Upregulated Mitochondrial Phosphoenolpyruvate Carboxykinase2 Promotes Inflammatory Responses in Kupffer Cells
Based on the aforementioned observations, we decided to further investigate the potential role of PCK2 in inflammatory responses. Firstly, 3MP, which inhibits of PCK2, was used to block the function of PCK2. We found that 3MP strongly inhibited LPS-induced PCK2 activity in a dose-dependent manner (Figure 4A). After 3MP administration, LPS-induced cytokines expression and production such as IL-6, MCP1, and IL-10 were significantly decreased (Figures 4B,C).

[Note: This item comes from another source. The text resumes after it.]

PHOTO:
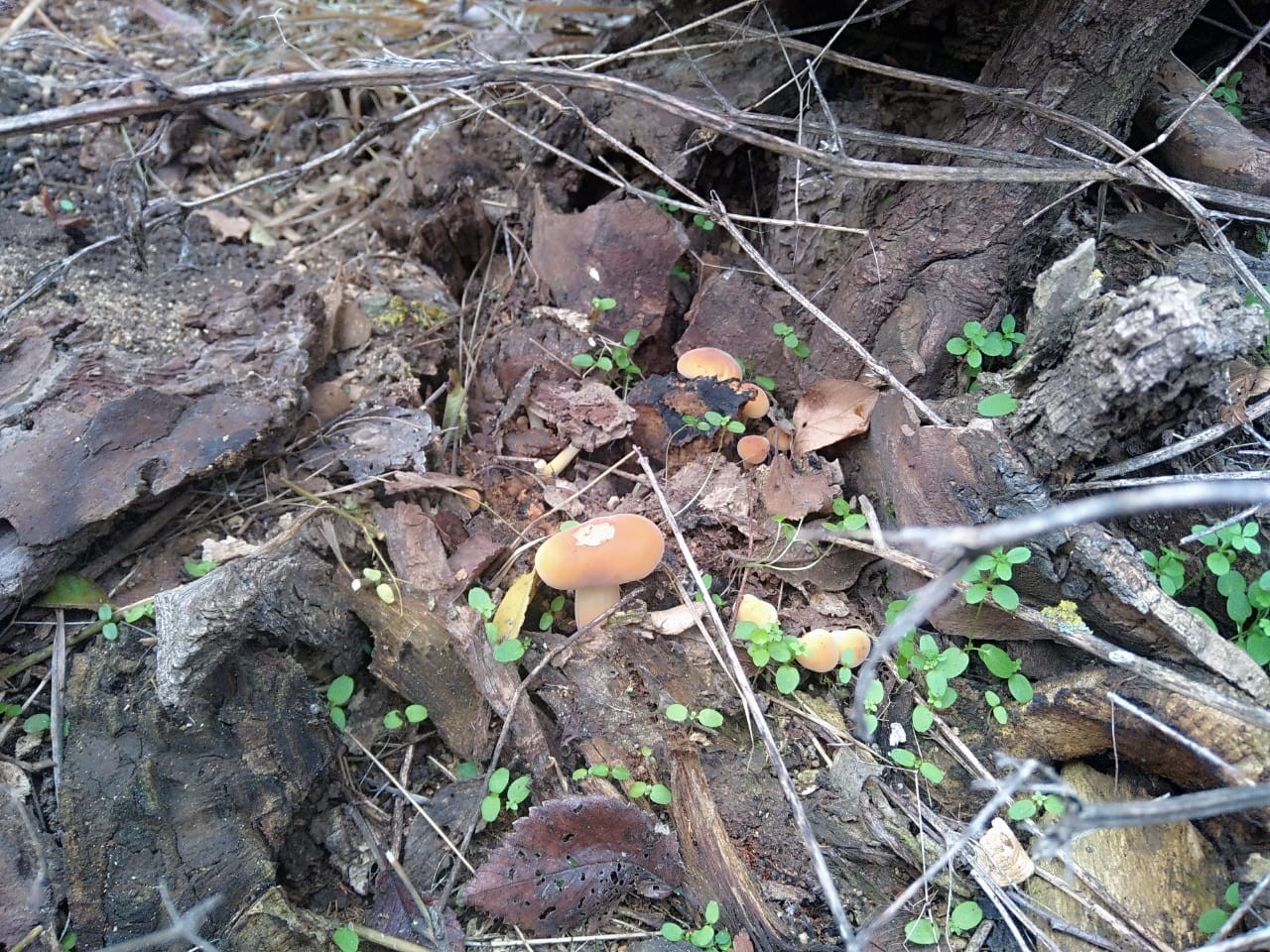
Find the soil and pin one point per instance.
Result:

Similarly, siRNA-specific knockdown of PCK2 also reversed LPS-induced cytokines production (Figures 4D–F). Moreover, we overexpressed PCK2 in Kupffer cells and found that the mRNA expression of pro-inflammatory cytokines including IL-1β, IL-6, and TNFα was significantly upregulated. However, the expression of anti-inflammatory cytokine IL-10 was not altered (Figures 4G–I). These results suggest that upregulation of PCK2 promoted inflammation in Kupffer cells.

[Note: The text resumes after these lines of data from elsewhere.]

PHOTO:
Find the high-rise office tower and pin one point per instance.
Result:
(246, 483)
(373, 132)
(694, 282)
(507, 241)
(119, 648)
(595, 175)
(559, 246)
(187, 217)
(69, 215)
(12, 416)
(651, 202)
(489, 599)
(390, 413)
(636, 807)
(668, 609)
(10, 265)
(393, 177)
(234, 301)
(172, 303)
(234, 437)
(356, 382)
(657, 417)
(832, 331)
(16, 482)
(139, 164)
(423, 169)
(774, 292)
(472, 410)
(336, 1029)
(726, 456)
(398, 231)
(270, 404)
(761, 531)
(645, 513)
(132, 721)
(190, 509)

FIGURE 4. PCK2 promotes inflammatory responses in Kupffer cells. (A) The enzyme activity of PCK2 was measured after 3MP treatment in Kupffer cells. (B) The mRNA expression of cytokines including IL-6, MCP1, and IL-10 was measured by real-time PCR. (C) The production of cytokines in the medium was measured by cytometric bead array (CBA) after 3MP treatment. (D) The protein expression of PCK2 was determined by Western blot after siRNA knockdown. (E) The mRNA expression of IL-6 and IL-10 was measured by real-time PCR after PCK2 knockdown. (F) The production of cytokines was determined by CBA after PCK2 knockdown. (G) The protein expression of PCK2 was determined by Western blot after vector transfection. (H) The mRNA expression of cytokines including IL-1β, IL-6, TNFα, and IL-10 was measured by real-time PCR. (I) The production of cytokines was determined by CBA after PCK2 overexpression (PCK2 OE). Values are mean ± SEM. *p < 0.05, **p < 0.01. values with different superscript letters mean significant differences.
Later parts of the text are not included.